FAIRHOPE, Ala. -- Frustrated by BP PLC's failure to do booming work it had promised, the City Council voted Friday morning to spend $625,575 to deploy two layers of boom in Mobile Bay from the Fairhope Yacht Club to the Grand Hotel Marriott Resort & Spa in Point Clear.
BP officials promised a month ago to deploy boom in the same areas at its own expense but has not done so, city officials said.
The money the city now will use for the project was part of the $25 million that BP gave to the state of Alabama last month. Fairhope received $650,000 when the state divided that money among city and county governments.
"Originally, I only got the $650,000 as a reserve, just in case we needed it for extra protection or cleanup, but now we've had to use it instead to do what BP promised to do," Mayor Tim Kant said after Friday's 9 a.m. emergency meeting.
The council voted unanimously to award the no-bid contract to Pittman Tractor Co., which is owned by state Sen. Trip Pittman, R-Montrose.

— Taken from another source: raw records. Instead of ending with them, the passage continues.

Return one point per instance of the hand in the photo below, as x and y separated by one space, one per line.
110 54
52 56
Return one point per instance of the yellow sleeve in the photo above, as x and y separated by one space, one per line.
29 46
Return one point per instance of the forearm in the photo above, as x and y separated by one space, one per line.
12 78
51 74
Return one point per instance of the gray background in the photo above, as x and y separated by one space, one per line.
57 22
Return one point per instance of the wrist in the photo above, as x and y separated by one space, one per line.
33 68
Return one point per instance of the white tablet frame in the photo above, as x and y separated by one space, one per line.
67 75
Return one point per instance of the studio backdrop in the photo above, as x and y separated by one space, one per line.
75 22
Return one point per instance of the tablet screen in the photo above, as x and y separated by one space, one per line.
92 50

Pittman's company has been the city's emergency contractor for more than a decade, according to records. The plan is to deploy two layers of protection -- 22,000 linear feet of containment boom and 25,000 linear feet of absorbent boom.

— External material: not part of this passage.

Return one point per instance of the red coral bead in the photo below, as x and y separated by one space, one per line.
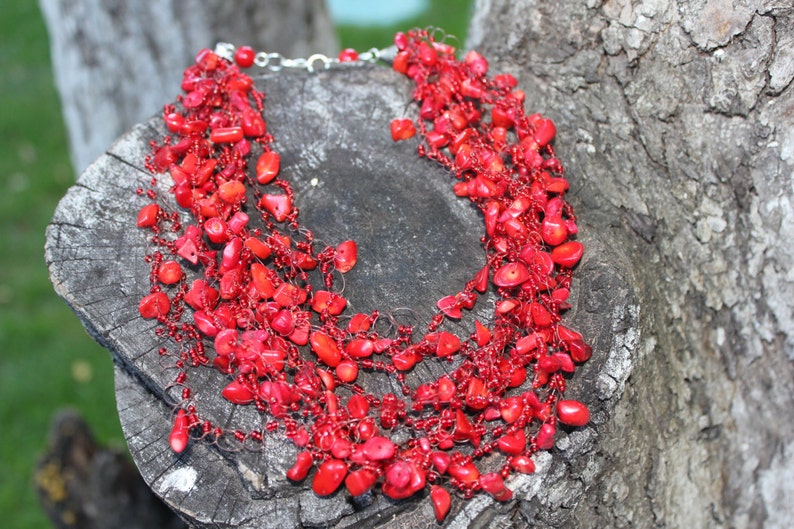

Assistant Public Works Director Ken Eslava said Friday afternoon that the contractor began deploying boom immediately after that morning's council meeting, and by late afternoon about 1,500 feet had been deployed. He estimated that the entire job would take two weeks to complete.
Though she voted in favor of the measure, Councilwoman Debbie Quinn expressed "reservations" that much of the booming strategy described by Eslava lay south of Fairhope's corporate limits. City Attorney Marion "Tut" Wynne said he was concerned about "using public funds in a way that seems to benefit a private entity" -- that is, the Grand Hotel.

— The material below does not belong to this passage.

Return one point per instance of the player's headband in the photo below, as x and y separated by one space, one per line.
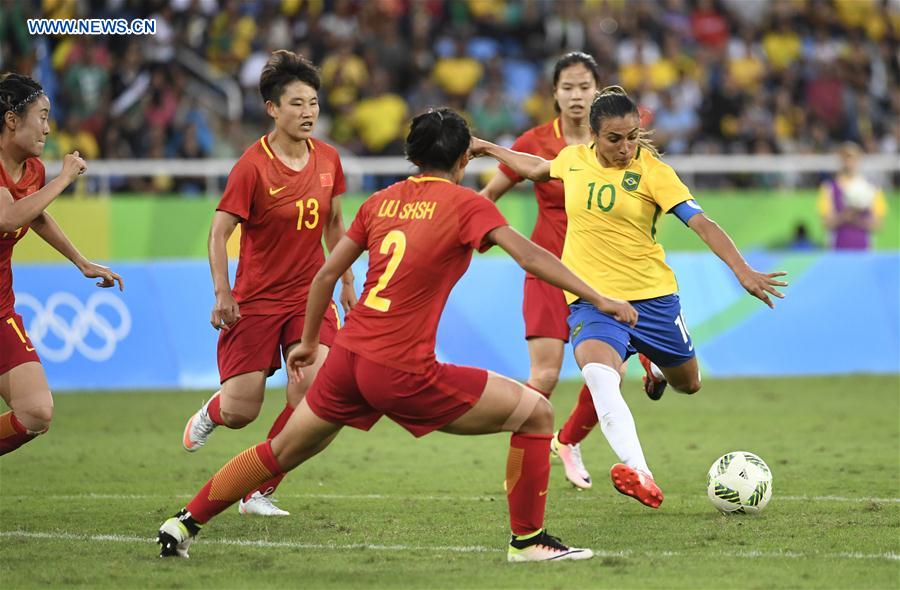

Councilman Mike Ford said it could be argued that the boom isn't for the hotel but for the protection of the city's shore.
"The farther south we put the boom, the more protected we are," Ford said.
"That's a good point, Mr. Ford. There is a public benefit," Wynne said.
The council also voted Friday to retain the Mobile law firm of Cunningham, Bounds, Yance, Crowder & Brown for a possible future lawsuit against BP. The retainer was made on a contingency basis, at no cost to the city.
Before the vote, Quinn said that retaining the firm would be "putting the cart before the horse" since the city had not been environmentally impacted yet. Quinn also said she was concerned that, by hiring a law firm, the city's future communications with BP would be stifled or cut off altogether by legal worries.
Kant said the city has already been economically impacted because tourists are choosing not to visit the Gulf Coast due to the oil spill.
"We're probably going to have an economic claim, not an environmental claim," Kant said. "It would be great to go through the claims process and do it the way BP wants us to, but they're not showing a track record" of resolving claims quickly, he said. Councilman Rick Kingrea said he "couldn't disagree more" with Quinn that hiring a law firm would damage communications with BP.
"Hiring a lawyer and filing a lawsuit are two completely different things," said Kingrea, who is himself a defense attorney.
The measure passed 3-1, with only Quinn voting against it. Councilman Dan Stankoski was absent.
Efforts to contact BP officials Friday were unsuccessful.